To ease the burden on managers, Heritage suggested performance improvement plans no longer be required for employees denied a step increase. A denial should only be appealed within the agency, Heritage said, not to MSPB or through a grievance. Managers should instead have more leverage to give performance bonuses to top notch and in-demand employees.

The researchers also posited that while private sector workers receive on average 3 percent to 5 percent of their salaries in retirement benefits, federal employees receive 15 percent to 18 percent. Part of the disparity stems from feds’ defined-benefit pensions; just 18 percent of private sector workers receive such a perk, Heritage said.

New hires and workers with less than five years of experience should be shifted to a more generous defined contribution system exclusively -- with a maximum government match of 8 percent of employees’ salaries into their Thrift Savings Plan accounts -- while employees already retired, separated or with 25 years experience should be grandfathered into the current system, the think tank said. Those with between five and 25 years of federal service would be given three different options enabling them to either keep the same basic structure while contributing more toward their pensions, or to freeze or stop their defined benefit in favor of a more generous TSP contribution.

Those reforms would save $202 billion over 10 years, Heritage said.

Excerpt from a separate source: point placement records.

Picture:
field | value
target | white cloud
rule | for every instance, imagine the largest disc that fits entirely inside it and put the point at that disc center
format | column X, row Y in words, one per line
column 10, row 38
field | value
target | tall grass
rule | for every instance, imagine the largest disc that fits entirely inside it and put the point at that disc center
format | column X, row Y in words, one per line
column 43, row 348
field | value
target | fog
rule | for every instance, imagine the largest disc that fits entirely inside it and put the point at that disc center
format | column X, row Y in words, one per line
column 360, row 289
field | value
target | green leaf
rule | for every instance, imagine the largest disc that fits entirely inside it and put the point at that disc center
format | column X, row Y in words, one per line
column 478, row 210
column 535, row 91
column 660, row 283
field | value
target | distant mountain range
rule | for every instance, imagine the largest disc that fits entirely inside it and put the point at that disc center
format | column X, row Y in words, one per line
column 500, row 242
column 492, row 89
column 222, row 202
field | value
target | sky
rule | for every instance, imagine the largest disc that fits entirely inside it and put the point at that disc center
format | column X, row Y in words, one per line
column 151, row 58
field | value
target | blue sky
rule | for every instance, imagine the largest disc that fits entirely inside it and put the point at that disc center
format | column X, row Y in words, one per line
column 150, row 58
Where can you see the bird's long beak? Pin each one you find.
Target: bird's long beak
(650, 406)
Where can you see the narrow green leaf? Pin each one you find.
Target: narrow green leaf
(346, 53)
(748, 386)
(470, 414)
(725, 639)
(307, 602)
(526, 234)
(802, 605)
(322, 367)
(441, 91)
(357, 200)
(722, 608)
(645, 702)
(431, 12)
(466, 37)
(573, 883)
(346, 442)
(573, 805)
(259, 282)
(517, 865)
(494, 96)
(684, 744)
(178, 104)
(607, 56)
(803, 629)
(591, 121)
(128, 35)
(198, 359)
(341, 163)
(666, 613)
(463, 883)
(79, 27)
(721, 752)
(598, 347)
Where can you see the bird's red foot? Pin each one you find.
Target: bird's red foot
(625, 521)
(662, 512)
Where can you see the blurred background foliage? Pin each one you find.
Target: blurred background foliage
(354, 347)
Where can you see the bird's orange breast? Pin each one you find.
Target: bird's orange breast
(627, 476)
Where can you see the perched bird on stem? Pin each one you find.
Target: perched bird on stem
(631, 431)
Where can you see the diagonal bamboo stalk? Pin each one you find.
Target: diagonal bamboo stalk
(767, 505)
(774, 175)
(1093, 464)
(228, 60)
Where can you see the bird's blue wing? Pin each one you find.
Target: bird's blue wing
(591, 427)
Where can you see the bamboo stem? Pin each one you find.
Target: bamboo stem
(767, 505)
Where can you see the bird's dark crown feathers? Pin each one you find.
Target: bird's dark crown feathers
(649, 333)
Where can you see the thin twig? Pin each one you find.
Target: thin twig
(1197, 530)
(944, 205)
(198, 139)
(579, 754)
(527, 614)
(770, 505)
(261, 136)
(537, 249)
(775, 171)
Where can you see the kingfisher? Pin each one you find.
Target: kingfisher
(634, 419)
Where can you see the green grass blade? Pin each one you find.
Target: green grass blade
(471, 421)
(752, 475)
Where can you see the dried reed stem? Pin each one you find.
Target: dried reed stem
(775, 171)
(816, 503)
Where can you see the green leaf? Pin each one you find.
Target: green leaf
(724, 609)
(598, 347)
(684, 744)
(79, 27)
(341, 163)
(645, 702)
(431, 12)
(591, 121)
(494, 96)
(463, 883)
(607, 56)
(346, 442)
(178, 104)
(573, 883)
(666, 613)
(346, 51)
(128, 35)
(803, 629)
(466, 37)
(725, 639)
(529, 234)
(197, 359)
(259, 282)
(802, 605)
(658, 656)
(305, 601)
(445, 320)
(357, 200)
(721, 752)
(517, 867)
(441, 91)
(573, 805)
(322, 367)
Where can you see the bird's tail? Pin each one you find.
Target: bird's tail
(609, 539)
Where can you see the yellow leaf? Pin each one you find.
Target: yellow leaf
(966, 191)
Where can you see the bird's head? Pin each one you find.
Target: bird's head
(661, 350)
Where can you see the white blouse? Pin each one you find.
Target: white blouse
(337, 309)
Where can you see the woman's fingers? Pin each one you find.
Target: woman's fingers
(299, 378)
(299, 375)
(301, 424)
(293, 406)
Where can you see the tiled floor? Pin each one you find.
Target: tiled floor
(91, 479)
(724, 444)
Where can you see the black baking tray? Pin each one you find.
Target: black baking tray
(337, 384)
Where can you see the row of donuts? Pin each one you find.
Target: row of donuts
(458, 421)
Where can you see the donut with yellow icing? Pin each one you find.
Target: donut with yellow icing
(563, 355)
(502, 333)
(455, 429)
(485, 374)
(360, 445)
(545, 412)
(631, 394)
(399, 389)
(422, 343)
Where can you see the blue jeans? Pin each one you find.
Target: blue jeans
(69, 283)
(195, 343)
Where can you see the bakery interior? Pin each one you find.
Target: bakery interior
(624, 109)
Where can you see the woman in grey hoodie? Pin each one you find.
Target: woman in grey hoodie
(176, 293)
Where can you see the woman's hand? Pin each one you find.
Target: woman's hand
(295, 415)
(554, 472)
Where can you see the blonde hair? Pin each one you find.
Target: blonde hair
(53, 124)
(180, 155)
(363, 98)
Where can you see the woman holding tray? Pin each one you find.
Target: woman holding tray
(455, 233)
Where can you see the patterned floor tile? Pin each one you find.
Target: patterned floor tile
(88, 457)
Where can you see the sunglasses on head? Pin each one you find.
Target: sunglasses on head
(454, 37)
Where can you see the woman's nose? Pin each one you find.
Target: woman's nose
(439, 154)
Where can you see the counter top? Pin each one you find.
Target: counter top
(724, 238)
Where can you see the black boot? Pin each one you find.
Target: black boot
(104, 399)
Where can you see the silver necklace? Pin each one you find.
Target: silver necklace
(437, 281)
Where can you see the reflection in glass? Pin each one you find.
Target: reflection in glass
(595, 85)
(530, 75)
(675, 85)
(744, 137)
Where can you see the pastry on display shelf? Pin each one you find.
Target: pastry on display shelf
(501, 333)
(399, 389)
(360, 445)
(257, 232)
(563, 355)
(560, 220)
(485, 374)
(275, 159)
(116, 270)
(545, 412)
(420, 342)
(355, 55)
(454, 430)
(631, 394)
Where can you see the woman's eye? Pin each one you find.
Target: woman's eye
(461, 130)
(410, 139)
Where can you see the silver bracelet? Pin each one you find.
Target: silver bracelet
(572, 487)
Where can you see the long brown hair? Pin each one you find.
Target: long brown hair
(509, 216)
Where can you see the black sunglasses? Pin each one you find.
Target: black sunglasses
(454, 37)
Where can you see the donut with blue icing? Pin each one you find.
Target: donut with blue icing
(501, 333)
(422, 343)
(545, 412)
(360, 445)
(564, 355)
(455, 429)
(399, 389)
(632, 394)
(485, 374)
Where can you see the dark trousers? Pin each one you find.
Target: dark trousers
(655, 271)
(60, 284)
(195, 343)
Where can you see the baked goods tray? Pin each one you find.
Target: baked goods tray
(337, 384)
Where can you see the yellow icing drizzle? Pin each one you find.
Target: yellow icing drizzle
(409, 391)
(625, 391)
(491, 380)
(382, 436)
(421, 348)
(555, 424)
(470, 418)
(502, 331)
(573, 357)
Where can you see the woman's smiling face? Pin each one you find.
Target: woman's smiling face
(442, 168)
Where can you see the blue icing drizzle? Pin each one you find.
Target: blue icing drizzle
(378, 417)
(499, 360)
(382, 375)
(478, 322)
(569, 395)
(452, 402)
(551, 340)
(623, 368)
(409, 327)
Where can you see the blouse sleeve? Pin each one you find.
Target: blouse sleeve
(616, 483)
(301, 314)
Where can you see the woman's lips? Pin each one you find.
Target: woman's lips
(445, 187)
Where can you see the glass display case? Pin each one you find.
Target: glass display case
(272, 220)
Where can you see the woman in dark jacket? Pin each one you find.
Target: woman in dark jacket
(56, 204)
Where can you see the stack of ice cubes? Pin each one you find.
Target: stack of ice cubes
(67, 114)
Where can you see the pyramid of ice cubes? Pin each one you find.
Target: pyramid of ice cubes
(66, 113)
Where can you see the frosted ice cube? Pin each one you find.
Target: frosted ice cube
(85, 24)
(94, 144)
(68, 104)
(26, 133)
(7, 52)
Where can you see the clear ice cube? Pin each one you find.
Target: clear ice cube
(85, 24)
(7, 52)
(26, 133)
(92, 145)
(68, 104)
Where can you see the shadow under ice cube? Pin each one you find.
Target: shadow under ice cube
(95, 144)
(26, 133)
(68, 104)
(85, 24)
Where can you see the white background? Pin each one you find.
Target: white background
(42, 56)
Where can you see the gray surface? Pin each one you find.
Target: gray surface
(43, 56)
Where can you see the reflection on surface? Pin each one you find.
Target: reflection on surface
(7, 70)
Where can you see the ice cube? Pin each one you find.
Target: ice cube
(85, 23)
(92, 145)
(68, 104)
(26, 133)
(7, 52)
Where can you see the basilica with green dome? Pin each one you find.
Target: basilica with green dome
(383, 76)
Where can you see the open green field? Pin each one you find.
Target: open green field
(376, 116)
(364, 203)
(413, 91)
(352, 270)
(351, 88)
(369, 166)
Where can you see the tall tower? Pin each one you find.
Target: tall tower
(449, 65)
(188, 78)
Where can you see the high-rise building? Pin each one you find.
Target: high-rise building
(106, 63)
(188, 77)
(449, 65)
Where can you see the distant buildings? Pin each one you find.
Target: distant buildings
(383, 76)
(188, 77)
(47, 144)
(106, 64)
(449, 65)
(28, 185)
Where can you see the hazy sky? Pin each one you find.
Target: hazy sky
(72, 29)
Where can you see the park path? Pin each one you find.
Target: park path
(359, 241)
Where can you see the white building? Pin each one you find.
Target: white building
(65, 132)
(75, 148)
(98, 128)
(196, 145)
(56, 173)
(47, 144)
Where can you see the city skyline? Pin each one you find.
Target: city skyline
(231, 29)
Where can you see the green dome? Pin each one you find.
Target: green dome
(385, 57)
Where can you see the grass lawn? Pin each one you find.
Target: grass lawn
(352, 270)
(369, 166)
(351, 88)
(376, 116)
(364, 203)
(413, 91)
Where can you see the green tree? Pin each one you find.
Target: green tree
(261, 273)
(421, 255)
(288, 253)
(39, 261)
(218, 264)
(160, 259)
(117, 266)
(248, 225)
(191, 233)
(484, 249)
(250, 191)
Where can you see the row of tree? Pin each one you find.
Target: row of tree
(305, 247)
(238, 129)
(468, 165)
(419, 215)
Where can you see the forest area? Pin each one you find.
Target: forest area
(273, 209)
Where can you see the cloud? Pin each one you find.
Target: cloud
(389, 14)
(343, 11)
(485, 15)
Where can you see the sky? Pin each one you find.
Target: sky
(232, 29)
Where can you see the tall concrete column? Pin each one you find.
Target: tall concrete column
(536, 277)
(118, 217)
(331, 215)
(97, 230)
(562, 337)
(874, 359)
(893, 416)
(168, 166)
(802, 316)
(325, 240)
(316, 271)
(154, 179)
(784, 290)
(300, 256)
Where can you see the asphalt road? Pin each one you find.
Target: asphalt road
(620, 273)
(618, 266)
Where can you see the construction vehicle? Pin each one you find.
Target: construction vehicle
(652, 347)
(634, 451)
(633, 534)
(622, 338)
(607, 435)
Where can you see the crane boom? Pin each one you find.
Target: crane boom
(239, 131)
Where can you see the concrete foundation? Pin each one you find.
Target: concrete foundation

The group suggested eliminating the government subsidy in the Federal Employees Health Benefits Program for retirees, saving $37 billion. It also said current employees have little incentive to shop for cheaper options on FEHBP because the government, rather than the individual, disproportionately reaps the benefits of the savings. To rectify that, Heritage proposed the government pay a flat amount equal to 72 percent of the average FEHBP premium and leave employees on the hook for the rest. The change would save an estimated $42 billion, though Heritage did not include that total in its cumulative savings due to potential volatility in the health care market. 

Heritage found the average private sector employee receives 21 days of paid leave, compared to 33 days for feds. It proposed reducing federal employees' vacation days to between 10 and 20, depending on experience, in addition to 10 paid sick days. The proposal would save $68 billion over 10 years.

Federal employee advocates condemned Heritage’s initial report, calling it out of touch with reality.

Jessica Klement, legislative director of the National Active and Retired Federal Employees Association, said federal pay lags behind industry in many sectors and large companies often offer benefits the government does not.

“If anything, the federal government should start to emulate those practices, not move further away from attracting top talent to serve our nation,” Klement said.

J. David Cox, president of the American Federation of Government Employees, called the report a “vicious” attack on the federal workforce.

“It is disgusting to advocate for cutting the pay for the people who care for our veterans, patrol our borders, and inspect our food, while showering the wealthy with billions in tax cuts,” Cox said.

Several reports over the last few years have found conflicting results when comparing federal pay to the private sector.